Green growth critical to Asia-Pacific food and energy security, UN says

ESCAP Executive Secretary Noeleen Heyzer
Asia-Pacific countries can cushion themselves against food and fuel price shocks and natural disasters by more efficient use of resources and energy, the United Nations Economic and Social Commission for Asia and the Pacific (ESCAP) said today.

The current “energy, resource and carbon-intensive” development pattern must give way to green growth to reduce wasteful use of resources and energy, Noeleen Heyzer, Executive Secretary of ESCAP, told 800 people from 25 countries attending the Global Green Growth Summit in Seoul, organized by the Republic of Korea (ROK) and the Organization for Economic Cooperation and Development (OECD).

Dr. Heyzer said green growth was particularly important at a time when the Asia-Pacific region faces triple threats from recurring climate-related natural disasters and soaring food and fuel prices.

“Green growth remains an essential and urgent task for enhancing the energy and food security of each country (in the Asia-Pacific region),” she said.
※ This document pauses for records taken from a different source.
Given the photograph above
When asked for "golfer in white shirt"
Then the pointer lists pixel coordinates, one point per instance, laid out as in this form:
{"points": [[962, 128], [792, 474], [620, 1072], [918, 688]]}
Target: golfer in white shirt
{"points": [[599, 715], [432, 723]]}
Latest estimates indicate that rising food and oil prices can keep an additional 42 million people in the region in poverty in 2011, according to ESCAP.

The region is also the world’s most vulnerable to natural disasters, with its people four times more likely to be affected by nature’s wrath than those in Africa and 25 times more likely than those in Europe or North America, ESCAP said.
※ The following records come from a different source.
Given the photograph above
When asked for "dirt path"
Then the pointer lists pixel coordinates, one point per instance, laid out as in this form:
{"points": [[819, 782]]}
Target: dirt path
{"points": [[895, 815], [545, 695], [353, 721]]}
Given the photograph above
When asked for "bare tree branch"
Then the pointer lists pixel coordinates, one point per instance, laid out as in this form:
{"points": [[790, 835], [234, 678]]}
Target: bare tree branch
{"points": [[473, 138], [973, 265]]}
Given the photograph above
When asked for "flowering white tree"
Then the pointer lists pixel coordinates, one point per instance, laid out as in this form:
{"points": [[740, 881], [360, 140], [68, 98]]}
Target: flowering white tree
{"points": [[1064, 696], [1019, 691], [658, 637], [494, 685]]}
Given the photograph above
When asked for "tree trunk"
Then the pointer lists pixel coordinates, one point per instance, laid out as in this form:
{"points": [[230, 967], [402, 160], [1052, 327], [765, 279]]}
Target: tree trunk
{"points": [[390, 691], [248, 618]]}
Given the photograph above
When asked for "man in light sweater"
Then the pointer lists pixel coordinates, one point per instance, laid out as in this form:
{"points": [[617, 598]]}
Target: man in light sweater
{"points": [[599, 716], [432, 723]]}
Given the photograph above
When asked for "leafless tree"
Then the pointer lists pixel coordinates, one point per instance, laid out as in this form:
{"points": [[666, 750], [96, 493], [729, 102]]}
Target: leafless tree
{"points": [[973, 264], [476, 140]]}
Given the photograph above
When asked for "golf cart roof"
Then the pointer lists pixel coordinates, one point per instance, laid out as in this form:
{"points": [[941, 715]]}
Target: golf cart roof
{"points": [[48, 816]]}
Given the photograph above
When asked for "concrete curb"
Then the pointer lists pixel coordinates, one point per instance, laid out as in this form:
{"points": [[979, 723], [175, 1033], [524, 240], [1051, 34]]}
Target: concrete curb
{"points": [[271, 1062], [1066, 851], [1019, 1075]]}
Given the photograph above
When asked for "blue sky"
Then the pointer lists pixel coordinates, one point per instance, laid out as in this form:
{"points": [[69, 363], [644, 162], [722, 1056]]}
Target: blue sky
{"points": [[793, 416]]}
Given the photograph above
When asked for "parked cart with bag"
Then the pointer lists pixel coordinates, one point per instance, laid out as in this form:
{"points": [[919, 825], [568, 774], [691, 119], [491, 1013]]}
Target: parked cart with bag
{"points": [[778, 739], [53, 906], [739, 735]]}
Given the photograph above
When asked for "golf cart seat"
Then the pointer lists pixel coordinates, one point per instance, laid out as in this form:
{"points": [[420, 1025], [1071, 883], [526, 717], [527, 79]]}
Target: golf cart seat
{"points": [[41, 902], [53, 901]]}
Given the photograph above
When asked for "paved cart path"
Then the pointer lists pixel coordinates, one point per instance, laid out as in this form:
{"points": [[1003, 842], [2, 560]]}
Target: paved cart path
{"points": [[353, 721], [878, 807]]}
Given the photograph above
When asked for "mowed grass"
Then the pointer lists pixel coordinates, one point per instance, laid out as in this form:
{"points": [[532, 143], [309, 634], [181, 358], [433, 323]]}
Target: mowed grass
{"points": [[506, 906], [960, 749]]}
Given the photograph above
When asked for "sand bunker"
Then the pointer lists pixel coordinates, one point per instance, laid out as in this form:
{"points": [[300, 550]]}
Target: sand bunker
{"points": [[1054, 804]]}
“Green growth, as one of the strategies to achieve sustainable development by improving the efficiency of the way we use our energy, resources, and in particular carbon, is no longer only an ecological conditionality but also an imperative to improve resilience of our economy against energy, food and resource price volatility,” Dr. Heyzer said.

“For Asia and the Pacific, a region whose efficiency in using energy and resources still remains low, improving the efficiency of our production and consumption will provide us with a new engine of growth,” the ESCAP chief said.

Representatives of some 52 countries endorsed an initiative on environmentally sustainable economic growth in Seoul in 2005.